1. Connect to the WebSocket endpoint

Use a persistent WebSocket connection to send segments and receive results as soon as each one is processed. Connect to:
wss://api.interhuman.ai/v0/stream/analyze

Connect to the API

Open a WebSocket and log server messages as they arrive.
const socket = new WebSocket("wss://api.interhuman.ai/v0/stream/analyze");

socket.onopen = () => console.log("WebSocket connected");

socket.onmessage = (event) => {
  const message = JSON.parse(event.data);
  console.log("Server message:", message);
  // handle result in your own app
};

socket.onerror = (error) => console.error("WebSocket error:", error);

socket.onclose = () => console.log("WebSocket closed");

2. Send video segments

Send each message as a binary-encoded WebM segment. The endpoint expects short video chunks recorded by the browser’s MediaRecorder and rejects segments smaller than 10 KB or larger than 20 MB. A common approach:
  • Use MediaRecorder.
  • Set a fixed timeslice (e.g. 5000 ms) so each segment is ~5 seconds.
  • Ensure each chunk is at least 10 KB and no more than 20 MB.
  • Convert each event into an ArrayBuffer and send it as binary.
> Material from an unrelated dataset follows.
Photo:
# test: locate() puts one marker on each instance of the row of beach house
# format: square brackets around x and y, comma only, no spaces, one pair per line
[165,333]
Send segments from your client

Capture short WebM chunks on the client and push each one over the open WebSocket.
async function startStreaming(socket, stream) {
  const recorder = new MediaRecorder(stream, {
    mimeType: "video/webm;codecs=vp8,opus"
  });

  recorder.ondataavailable = async (event) => {
    const size = event.data?.size ?? 0;
    if (
      event.data &&
      size >= 10_000 && // server minimum (10 KB)
      size <= 20 * 1024 * 1024 && // server maximum (20 MB)
      socket.readyState === WebSocket.OPEN
    ) {
      const buffer = await event.data.arrayBuffer();
      socket.send(buffer);
    }
  };

  recorder.start(5000); // produce ~5s segments

  return recorder;
}

// Example usage:
// const stream = await navigator.mediaDevices.getUserMedia({ video: true, audio: true });
// const recorder = await startStreaming(socket, stream);
Each binary WebM chunk becomes one “segment” on the server. The server validates the video, applies the model, and streams back structured results.
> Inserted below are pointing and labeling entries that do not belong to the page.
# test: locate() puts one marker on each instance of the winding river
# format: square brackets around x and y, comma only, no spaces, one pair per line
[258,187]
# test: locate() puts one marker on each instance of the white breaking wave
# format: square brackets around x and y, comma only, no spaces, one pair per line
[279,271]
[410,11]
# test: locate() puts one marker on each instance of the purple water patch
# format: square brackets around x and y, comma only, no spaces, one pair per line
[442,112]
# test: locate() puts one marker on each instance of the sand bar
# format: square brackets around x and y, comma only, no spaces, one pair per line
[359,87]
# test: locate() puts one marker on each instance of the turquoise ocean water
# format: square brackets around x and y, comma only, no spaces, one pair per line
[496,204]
3. Receive real-time results

The server sends three message types per segment:
  • {"status": "processing", "segment": <number>} as soon as a chunk is received.
  • A result payload with detected social signals for that segment.
  • {"status": "completed", "segment": <number>} when processing finishes.
On errors, you’ll receive {"status": "error", "segment": <number>, "error": "<message>"}. Signal type values you may receive: Agreement, Confidence, Confusion, Disagreement, Disengagement, Engagement, Frustration, Hesitation, Interest, Skepticism, Stress, Uncertainty.

Result message

{
  "status": "result",
  "segment": 1,
  "data": {
    "signal": [
      {
        "type": "Agreement",
        "start": 0.0,
        "end": 5.0,
        "reasoning": "Subject maintained eye contact and nodded during the prompt.",
        "feedback": "Positive engagement detected.",
        "confidence": "High",
        "intensity": "Strong"
      }
    ]
  }
}
You can read more in the API reference for streaming analysis.

Summary

  • Open a WebSocket connection to the streaming endpoint.
  • Continuously send video segments as binary WebM chunks.
  • Handle processing, result, and completed messages for each segment; inspect data.signal for detected social signals.
  • Configuration (prompts, sampling, thinking) is applied server-side; no query parameters are required.